彼だって私を助けるという名目だったのかもしれないが、黒狼との戦闘は間接的に龍を助けたということにもなっただろうに。
龍は私と青年の顔を交互に見ると、頭をこちらへと向けて
「そうか、人間よ、お礼を言おう……。」
と呟いた。
「い、いえ!私は傷口に黄金蜜を使っただけで、そこの黒狼から守ってくれたのは彼と、リュウですから」
「リュウ?」
「あ、リュウはこの子です」
リュウが私の足元でワンと鳴く。龍よりもずっと小さなリュウに、大きい方の龍は目を細めていたが、ふっと息を漏らすように笑いを溢す。青年は龍とは人間を嫌う者が多いといっていたが、いま目の前にいる龍はそれに当てはまらないようで随分と穏やかな性格らしい。

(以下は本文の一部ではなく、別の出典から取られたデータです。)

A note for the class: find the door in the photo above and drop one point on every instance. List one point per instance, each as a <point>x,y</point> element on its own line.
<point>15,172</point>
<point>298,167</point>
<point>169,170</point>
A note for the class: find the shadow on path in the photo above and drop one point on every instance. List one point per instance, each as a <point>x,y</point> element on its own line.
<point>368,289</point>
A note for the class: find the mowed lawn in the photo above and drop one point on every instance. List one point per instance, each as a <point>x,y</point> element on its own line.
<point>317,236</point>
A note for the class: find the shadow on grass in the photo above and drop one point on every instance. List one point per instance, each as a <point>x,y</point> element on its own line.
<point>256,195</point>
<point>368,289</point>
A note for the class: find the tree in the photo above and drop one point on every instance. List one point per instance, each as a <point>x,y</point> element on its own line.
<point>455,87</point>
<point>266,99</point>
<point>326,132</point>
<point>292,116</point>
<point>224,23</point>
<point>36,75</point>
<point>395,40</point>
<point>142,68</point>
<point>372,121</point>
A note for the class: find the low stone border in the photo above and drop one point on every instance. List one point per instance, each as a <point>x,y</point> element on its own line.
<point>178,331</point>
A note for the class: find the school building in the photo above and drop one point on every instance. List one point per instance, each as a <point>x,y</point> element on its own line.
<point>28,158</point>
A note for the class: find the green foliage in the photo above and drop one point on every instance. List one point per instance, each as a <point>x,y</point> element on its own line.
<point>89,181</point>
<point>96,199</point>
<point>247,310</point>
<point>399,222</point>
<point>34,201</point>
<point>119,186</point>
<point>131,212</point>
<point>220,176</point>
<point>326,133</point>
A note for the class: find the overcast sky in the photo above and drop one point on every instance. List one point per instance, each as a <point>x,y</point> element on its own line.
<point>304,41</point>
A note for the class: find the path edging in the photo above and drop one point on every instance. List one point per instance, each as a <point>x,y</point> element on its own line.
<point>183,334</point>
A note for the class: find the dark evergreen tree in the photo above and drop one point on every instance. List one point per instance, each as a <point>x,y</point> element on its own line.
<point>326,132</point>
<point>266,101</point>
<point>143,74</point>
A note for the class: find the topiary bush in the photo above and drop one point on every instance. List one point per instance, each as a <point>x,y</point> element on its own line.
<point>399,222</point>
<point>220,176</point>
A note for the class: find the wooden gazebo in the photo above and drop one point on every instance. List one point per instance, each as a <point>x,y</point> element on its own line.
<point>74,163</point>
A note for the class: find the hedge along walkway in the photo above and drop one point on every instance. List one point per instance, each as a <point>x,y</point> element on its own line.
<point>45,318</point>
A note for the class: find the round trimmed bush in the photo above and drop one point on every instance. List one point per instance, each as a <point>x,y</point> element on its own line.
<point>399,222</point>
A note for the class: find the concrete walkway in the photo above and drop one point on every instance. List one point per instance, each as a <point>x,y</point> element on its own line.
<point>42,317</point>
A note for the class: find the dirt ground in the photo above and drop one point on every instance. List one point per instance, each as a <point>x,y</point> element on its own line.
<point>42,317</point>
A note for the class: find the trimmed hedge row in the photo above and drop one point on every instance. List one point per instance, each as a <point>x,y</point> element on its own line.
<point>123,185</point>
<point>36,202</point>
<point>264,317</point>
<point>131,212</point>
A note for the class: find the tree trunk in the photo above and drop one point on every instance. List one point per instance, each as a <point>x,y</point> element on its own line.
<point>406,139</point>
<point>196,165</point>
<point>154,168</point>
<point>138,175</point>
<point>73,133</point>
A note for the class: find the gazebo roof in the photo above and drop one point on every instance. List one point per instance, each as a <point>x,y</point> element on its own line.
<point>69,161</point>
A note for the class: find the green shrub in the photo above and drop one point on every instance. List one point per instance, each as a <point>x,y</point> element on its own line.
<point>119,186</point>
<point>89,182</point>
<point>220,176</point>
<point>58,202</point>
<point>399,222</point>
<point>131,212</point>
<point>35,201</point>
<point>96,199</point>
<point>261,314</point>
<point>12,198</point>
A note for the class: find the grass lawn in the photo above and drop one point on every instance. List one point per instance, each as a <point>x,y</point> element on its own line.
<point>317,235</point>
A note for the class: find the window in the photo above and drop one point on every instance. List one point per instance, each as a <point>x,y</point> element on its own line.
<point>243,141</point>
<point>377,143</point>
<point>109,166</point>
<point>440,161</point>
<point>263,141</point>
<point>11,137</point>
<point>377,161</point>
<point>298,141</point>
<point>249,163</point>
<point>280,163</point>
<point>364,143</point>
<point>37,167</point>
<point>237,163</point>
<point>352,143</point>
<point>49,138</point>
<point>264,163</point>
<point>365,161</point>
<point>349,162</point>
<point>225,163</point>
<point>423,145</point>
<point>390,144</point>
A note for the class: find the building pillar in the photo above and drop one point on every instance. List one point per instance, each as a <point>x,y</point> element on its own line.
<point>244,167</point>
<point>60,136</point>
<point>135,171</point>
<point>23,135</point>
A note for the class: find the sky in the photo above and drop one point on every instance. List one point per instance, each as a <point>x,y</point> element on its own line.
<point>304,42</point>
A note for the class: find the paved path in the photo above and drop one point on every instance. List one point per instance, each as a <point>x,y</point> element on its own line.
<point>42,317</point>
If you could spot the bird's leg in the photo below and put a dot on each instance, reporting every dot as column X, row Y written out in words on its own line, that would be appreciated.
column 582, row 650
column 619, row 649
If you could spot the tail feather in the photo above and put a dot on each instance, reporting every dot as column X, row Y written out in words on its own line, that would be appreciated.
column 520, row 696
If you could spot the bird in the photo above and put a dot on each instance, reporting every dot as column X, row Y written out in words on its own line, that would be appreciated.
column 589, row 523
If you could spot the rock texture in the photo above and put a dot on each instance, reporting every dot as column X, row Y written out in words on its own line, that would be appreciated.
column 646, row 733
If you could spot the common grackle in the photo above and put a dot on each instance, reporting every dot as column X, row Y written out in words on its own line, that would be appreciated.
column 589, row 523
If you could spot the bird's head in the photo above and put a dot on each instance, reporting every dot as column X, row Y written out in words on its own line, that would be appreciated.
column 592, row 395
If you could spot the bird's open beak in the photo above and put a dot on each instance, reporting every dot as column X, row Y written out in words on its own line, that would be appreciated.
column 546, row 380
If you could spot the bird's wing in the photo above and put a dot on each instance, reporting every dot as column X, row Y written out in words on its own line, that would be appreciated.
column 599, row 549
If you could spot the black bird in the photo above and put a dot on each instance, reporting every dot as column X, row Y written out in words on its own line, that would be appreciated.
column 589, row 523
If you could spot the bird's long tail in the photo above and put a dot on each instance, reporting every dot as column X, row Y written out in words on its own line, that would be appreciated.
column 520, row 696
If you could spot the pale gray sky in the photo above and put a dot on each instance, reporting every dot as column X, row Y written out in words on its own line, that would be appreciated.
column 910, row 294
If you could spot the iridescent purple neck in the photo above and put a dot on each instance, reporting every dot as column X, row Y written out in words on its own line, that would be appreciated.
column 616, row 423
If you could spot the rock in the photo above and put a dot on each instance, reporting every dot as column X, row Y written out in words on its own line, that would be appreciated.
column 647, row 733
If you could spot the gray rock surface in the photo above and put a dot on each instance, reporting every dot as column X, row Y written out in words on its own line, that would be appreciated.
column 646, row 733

「……そうか、では改めて言わせてくれ。我が名は白龍・シルフィード。旅の途中で厄介なモノに絡まれていたのだが…君たちに助けられてどうにか死なずに済んだようだ。……人間と小さき動物よ、私を助けてくれてありがとう。――君たちには何かお礼をさせてはくれないだろうか。」
龍の口角が緩くだが吊り上がる。穏やかな物言いで出されたのはきっと喜ぶべき提案なのだろうが、あまりにも突然で願い事が思い浮かばない。
そもそも龍って何をしてくれるのだ。なんでも願い事をかなえてくれるのかな。
お礼の範囲が分からずに、ただただ困っていると、リュウが一足先に龍へと近付いて「アオン!」と元気よく吠えてみせた。